Un riconoscimento ufficiale, nuove prospettive di carriera, parità nelle borse di studio e più ricerca: sono questi i pilastri della proposta di legge statale per la specializzazione universitaria in Medicina generale, promossa dal gruppo consiliare del Partito Democratico in Consiglio regionale del Veneto e approvata all’unanimità a palazzo Ferro Fini. Un passaggio che potrebbe segnare un’importante svolta per il futuro della professione medica di base, sempre più centrale nel sistema sanitario nazionale ma oggi afflitta da carenze di organico, poca attrattività e tasso di abbandono formativo in crescita.
A presentare i contenuti della proposta e le prospettive aperte dal voto, la vicepresidente della Quinta commissione sociosanitaria Annamaria Bigon, affiancata dalla capogruppo Vanessa Camani e dalle consigliere Chiara Luisetto e Francesca Zottis, tutte componenti della commissione stessa. Obiettivo dell’iniziativa è trasformare la Medicina generale in una scelta di valore e non di ripiego, equiparando il percorso formativo e le opportunità professionali a quelle delle altre specializzazioni mediche.
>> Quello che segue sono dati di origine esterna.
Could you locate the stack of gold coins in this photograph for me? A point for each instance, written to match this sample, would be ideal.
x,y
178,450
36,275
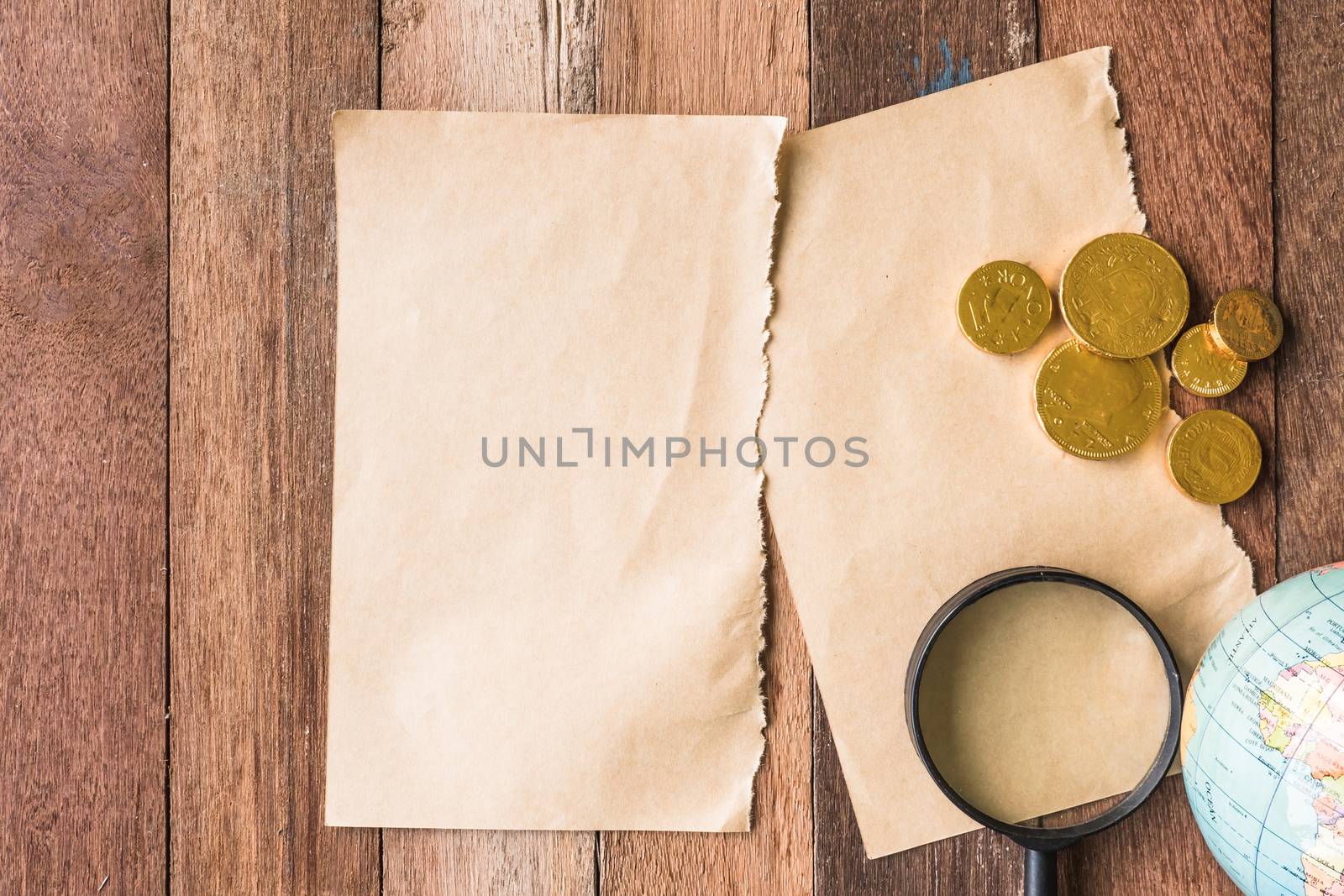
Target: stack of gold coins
x,y
1124,297
1100,394
1211,359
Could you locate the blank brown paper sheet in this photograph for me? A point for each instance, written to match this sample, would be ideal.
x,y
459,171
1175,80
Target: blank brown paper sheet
x,y
548,647
884,219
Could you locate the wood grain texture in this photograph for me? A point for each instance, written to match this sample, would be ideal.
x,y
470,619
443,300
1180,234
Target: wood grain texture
x,y
1195,98
252,335
1310,172
82,426
709,58
701,56
867,55
484,55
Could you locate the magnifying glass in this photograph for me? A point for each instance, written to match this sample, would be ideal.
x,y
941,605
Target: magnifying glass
x,y
984,718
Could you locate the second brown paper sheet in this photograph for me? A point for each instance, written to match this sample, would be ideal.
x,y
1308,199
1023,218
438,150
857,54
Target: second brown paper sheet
x,y
541,618
884,217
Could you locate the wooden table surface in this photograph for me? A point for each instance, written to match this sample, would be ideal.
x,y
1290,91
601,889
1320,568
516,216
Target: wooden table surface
x,y
167,296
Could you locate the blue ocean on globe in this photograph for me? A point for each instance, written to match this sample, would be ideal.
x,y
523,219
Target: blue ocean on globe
x,y
1263,741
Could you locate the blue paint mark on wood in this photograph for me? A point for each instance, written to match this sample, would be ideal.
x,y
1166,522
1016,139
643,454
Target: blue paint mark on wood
x,y
951,76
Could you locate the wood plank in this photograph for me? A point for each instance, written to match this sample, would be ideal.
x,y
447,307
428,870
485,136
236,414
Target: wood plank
x,y
252,333
1195,98
710,58
488,56
864,56
1310,168
84,266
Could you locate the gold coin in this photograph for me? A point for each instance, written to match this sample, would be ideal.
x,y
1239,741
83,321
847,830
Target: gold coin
x,y
1214,457
1097,407
1005,308
1247,324
1124,296
1202,367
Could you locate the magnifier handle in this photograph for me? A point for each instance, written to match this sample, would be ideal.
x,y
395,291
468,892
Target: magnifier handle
x,y
1042,875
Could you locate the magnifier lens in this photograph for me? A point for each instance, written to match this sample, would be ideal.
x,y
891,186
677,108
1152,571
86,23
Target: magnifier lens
x,y
1043,694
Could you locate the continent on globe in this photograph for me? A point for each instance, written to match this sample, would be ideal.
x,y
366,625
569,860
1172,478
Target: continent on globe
x,y
1263,741
1310,732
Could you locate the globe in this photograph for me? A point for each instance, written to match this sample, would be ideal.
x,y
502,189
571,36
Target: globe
x,y
1263,741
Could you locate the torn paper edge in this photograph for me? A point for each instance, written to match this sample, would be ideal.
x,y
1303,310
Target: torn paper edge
x,y
763,715
1163,367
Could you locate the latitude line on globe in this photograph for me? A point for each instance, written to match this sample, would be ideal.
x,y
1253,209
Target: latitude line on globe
x,y
1260,647
1240,669
1250,815
1310,727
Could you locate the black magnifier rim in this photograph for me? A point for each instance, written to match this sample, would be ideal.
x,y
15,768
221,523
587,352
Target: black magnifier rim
x,y
1042,839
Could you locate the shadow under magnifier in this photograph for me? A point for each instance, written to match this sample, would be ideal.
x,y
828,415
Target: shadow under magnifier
x,y
1042,696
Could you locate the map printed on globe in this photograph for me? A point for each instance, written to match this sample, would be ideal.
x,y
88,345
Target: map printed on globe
x,y
1263,741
“Il 41% dei posti nei corsi di formazione per la Medicina generale oggi rimane scoperto – ha dichiarato Bigon –. È un dato che impone un cambio di passo urgente. La Medicina generale è il cuore della sanità territoriale: i medici di famiglia seguono il cittadino fin dalla giovane età, fanno prevenzione, gestiscono le cronicità e riducono l’afflusso in Pronto soccorso. La nostra proposta vuole parificare le borse di studio, valorizzare la formazione già svolta e soprattutto garantire percorsi di carriera e di ricerca, oggi del tutto assenti”.
Vanessa Camani ha sottolineato come questo risultato sia stato raggiunto “attraverso l’ascolto e il dialogo con la categoria. I medici di base sono l’architrave del sistema sanitario e questa legge è un primo passo concreto per colmare anni di inadempienze da parte della Giunta regionale”.
Sulla stessa linea, Luisetto e Zottis hanno ribadito l’importanza di garantire equità di accesso alle cure a partire dal territorio. “Bisogna mettere i medici nelle condizioni di lavorare con serenità – ha aggiunto Zottis –. Servono percorsi formativi solidi e una strutturazione più adeguata della professione”.
Anche gli ordini professionali e i sindacati medici hanno espresso apprezzamento per l’approvazione della proposta. Cristiano Samueli, dell’Ordine dei medici di Venezia, ha auspicato un coinvolgimento diretto nella futura fase attuativa, mentre Paolo Sarasin, anch’egli dell’Ordine veneziano, ha evidenziato come questa iniziativa possa contribuire a cambiare la percezione che i giovani medici hanno della Medicina generale: “Serve renderla una scelta competitiva, perché è fondamentale per l’intero sistema”.
Il segretario Fimmg Veneto Giuseppe Palmisano ha parlato di “un bel passo avanti” per valorizzare una professione in difficoltà, aggravata da burocrazia e carichi di lavoro crescenti. “La nostra scuola di formazione ha una lunga tradizione – ha detto – ma oggi più che mai occorre un riconoscimento ufficiale, perché i giovani colleghi non vedono più in questo mestiere una prospettiva”. Ha poi ricordato come il sindacato sia quotidianamente impegnato a “garantire sicurezza e sostenibilità del lavoro, anche attraverso la semplificazione delle procedure amministrative”.
Infine, Giovanni Leoni, presidente CIMO Veneto, ha ribadito la necessità di una formazione quadriennale universitaria, al pari delle altre specializzazioni, sottolineando anche la necessità di “ridurre i codici bianchi al Pronto soccorso” e migliorare la gestione delle liste d’attesa.
Chiude il quadro Guglielmo Frapporti, medico di famiglia, che ha parlato della scuola veneta come di “un patrimonio regionale” e ha invitato le università a raccogliere la sfida: “La nuova specializzazione può essere l’occasione per formare medici competenti non solo nel saper fare, ma anche nel saper essere”.
La proposta, approvata in sede regionale, attende ora il passaggio parlamentare per diventare legge dello Stato. Una tappa fondamentale per ridare centralità, prestigio e futuro a una figura medica decisiva per la salute pubblica.